US Homeland Security Secretary Alejandro Mayorkas said the rhetoric on social media following the killing of healthcare CEO Brian Thompson in New York earlier this month was “deeply troubling.”
“It speaks to what's really going on here in this country, and unfortunately we're seeing that manifest in the violence, the domestic violent extremism that exists,” he told CBS' “Face the Nation” on Sunday.
Some on social media celebrated Luigi Mangione, the man accused of fatally shooting Thompson, and expressed their anger at America's private health insurance companies.
Mayorkas said he was “disturbed by the heroism attributed to the alleged killer of a father of two on the streets of New York.”
Thompson, the 50-year-old CEO of the largest US health insurer United Healthcare, was shot to death outside a Manhattan hotel early on December 4, sparking a massive manhunt for the killer.
Mangione, 26, was arrested days later in Pennsylvania and flown to New York, where he faces federal and state charges, including first-degree murder in furtherance of terrorism.

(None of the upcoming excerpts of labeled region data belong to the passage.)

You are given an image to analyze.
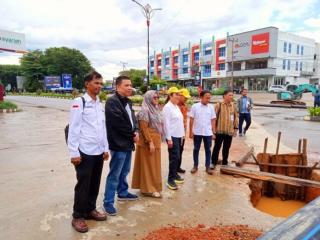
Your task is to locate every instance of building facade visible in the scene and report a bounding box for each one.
[150,27,320,91]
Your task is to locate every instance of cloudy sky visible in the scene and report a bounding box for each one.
[0,0,320,79]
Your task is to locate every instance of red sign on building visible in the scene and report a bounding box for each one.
[251,33,270,54]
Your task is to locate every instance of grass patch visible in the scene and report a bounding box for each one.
[0,101,18,109]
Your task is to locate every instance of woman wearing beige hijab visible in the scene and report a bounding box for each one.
[132,90,163,198]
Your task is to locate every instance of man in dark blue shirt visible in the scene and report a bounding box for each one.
[237,88,253,137]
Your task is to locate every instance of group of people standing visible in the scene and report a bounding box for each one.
[68,72,252,232]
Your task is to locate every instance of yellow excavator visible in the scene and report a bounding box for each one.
[271,84,319,106]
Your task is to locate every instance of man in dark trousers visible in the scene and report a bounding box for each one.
[68,72,109,232]
[103,76,139,216]
[211,90,238,169]
[237,88,253,137]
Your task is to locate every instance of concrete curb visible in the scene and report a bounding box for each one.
[303,115,320,122]
[253,103,308,109]
[0,108,18,113]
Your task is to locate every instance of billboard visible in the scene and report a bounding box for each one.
[0,30,26,52]
[227,27,278,62]
[44,76,61,89]
[62,74,72,89]
[251,32,270,54]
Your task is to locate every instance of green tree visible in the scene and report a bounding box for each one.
[44,47,93,89]
[20,50,46,92]
[119,69,146,88]
[150,76,167,89]
[0,65,21,89]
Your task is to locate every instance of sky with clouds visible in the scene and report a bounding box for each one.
[0,0,320,79]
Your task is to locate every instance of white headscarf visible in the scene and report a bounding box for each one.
[137,90,163,135]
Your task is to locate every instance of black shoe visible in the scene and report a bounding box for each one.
[174,174,184,184]
[190,167,198,174]
[167,181,178,190]
[177,168,186,174]
[210,164,216,170]
[206,167,213,175]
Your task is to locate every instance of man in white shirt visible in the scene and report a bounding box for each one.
[189,90,216,175]
[68,71,109,232]
[162,87,185,190]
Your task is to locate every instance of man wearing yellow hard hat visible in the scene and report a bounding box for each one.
[178,88,191,173]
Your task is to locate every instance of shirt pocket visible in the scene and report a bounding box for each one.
[83,107,97,122]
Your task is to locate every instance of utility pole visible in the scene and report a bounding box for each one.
[228,37,235,92]
[120,61,128,71]
[132,0,162,87]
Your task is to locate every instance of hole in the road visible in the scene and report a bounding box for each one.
[249,180,306,218]
[249,152,320,217]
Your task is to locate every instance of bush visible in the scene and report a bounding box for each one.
[99,91,107,102]
[308,107,320,117]
[187,87,199,97]
[211,88,225,95]
[139,85,148,94]
[130,95,143,105]
[0,101,18,109]
[159,97,167,105]
[187,98,194,107]
[36,89,42,96]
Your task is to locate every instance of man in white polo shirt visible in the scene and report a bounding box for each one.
[68,71,109,233]
[189,90,216,175]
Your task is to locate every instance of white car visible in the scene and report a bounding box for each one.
[269,85,286,93]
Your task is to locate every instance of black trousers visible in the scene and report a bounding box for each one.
[168,137,182,182]
[239,113,251,133]
[72,152,103,218]
[178,138,186,170]
[211,134,232,165]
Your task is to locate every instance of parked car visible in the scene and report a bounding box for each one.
[268,85,286,93]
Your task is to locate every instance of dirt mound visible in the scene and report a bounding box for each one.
[143,224,262,240]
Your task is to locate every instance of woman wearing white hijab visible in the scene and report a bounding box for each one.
[132,90,163,198]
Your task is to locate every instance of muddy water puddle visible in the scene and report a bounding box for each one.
[256,196,306,218]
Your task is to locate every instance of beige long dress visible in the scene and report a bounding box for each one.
[132,120,162,193]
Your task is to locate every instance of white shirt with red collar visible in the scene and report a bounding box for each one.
[68,93,109,158]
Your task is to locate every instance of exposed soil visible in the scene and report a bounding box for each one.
[143,224,262,240]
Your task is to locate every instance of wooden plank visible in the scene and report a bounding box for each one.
[259,163,320,169]
[258,197,320,240]
[263,138,268,153]
[233,147,254,167]
[220,166,320,188]
[298,139,302,153]
[276,132,281,155]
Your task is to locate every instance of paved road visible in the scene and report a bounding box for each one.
[252,107,320,160]
[7,94,320,160]
[0,94,281,240]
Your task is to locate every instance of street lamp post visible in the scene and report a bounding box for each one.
[132,0,162,87]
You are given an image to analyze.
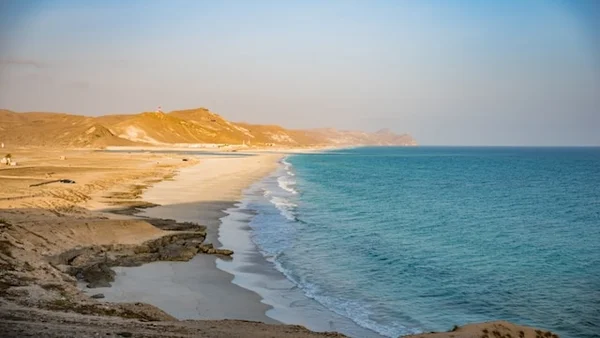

Investigators accuse him of carrying out a targeted killing, citing evidence indicating a long-standing hostility towards the US healthcare sector. On social media, Mangione's support was often accompanied by grievances and complaints with the health insurance industry.
“We have been concerned about rhetoric on social media for some time,” Mayorkas said Sunday. “We saw narratives of hate. We saw narratives of anti-government sentiment. We saw personal grievances in the language of violence.”
Mayorkas, whose Department of Homeland Security is partly responsible for protecting Americans from domestic terrorism, said his department sees a “broad range of narratives” that “drive some individuals to violence.”
“It is something we are very concerned about,” he added. “This is an increased threat environment.”
But the 65-year-old, whose term as head of the ministry will end next month, stressed that Thompson's killing was “individual actions (and) does not reflect American public opinion.”
Mr. Mangione will remain behind bars in New York, where his lawyers said last week that they would not apply for bail. He is being held in federal custody at the Metropolitan Detention Center in Brooklyn, the same facility where Sean “Diddy” Combs is being held.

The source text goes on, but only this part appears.